A locomotive (or the end loco of a doubleheader or diesel consist) which is moving or about to move is required to have an operating headlight faced in the direction it is going to move, no matter whether the movement is forward or reverse. A standing locomotive awaiting a meet or on secondary track should have all headlights off. If standing on main track, approaching a station, approaching an oncoming train on multiple track, approaching a train order point or interlocking. or passing a yard where yard engines are employed, the headlight should be dimmed. (Back in '65 i ‘flashed’ a Santa Fe train on track parallel to old Route 66 at about 3 AM - the engineer dimmed his headlight for me!)

Yard engines making frequent reverse moves should have headlights lit in both directions.

Granted that Rights of Trains was a 1959 rewrite of a 1907 original, but the procedures described probably still apply.

Chuck (Modeling Central Japan in September, 1964)

Up until the 1940’s or 1950’s (varied by railroad) headlights were only on at night and were off during the day.

Starting in the 1940’s and 1950’s trains had headlights on by day and night. The rear headlight is only on if the engine is traveling in reverse by itself (and the headlight on the front is still lit unless it is coupled to cars) If the rear of the engine is coupled to cars, its off. Read rule 17 in the rule book for your favorite road.

The headlight may/must be extinguished when the train is stopped in a siding clear of the main track. It can be dimmed in yards, at passenger stations, approaching train order stations, meeting points etc., or on two or more track when passing another train

Hi Tom

As with the above the approching train will turn his lights off a few hundred yards before he passes a train held on a main line siding, to help to prevent night vision of the held train, then turning his lights back on after he shoots by. This totaly caught me by surprise on my first night trip and was for those few moment’s very spookey to me, may or not be in a rule book, may be just a courtisy… Take Care. John

Also, back when trains had cabooses, on some roads it was common for a train coming up behind a stopped preceding train (where flagging was not required) to extinguish the headlight to let the rear-end crew know that he saw them and was going to stop in time. A courtesy to the man standing on the rear platform wondering “is he going to get stopped in time?”

The engineers I work with would turn on the front and rear headlights and would dim the headlight facing the trailing unit and just use the number board lights on the trailing units.

As far as headlight use that comes under Rule 17 and company rules…There may be state laws as well.

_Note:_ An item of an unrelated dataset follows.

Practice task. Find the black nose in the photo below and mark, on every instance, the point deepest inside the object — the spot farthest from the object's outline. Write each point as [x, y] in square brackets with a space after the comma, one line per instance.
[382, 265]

Thanks again for the replies, fellas. [:D]

Tom

Quoting from “The Sparkplug and the Rathole”; TRAINS, January 1961, p. 23 (J.P. Lamb Jr. and Bruce R. Meyer): “In the cab of the last unit, the infinite blackness was broken by the rear headlight’s reflection off the bulkhead of the first box car.”

Since the authors were riding on the train that they were writing about, it appears that in the not-too-distant past, rear headlights WERE left on during operation.

(By the way, this story refers to the CNO&TP, a component of the Southern Railway – which was/is known as the “Rathole Division”).

/

It was not particularly unusual to have a rear headlight left on. It might needed when the units were making a back-up move while making a lift or set-off, and an engineer would neglect to turn it off. In daytime a headlight on the dim setting would not be noticeable to the crew in the cab. As far as I know there were no rules stating that it had to be turned off.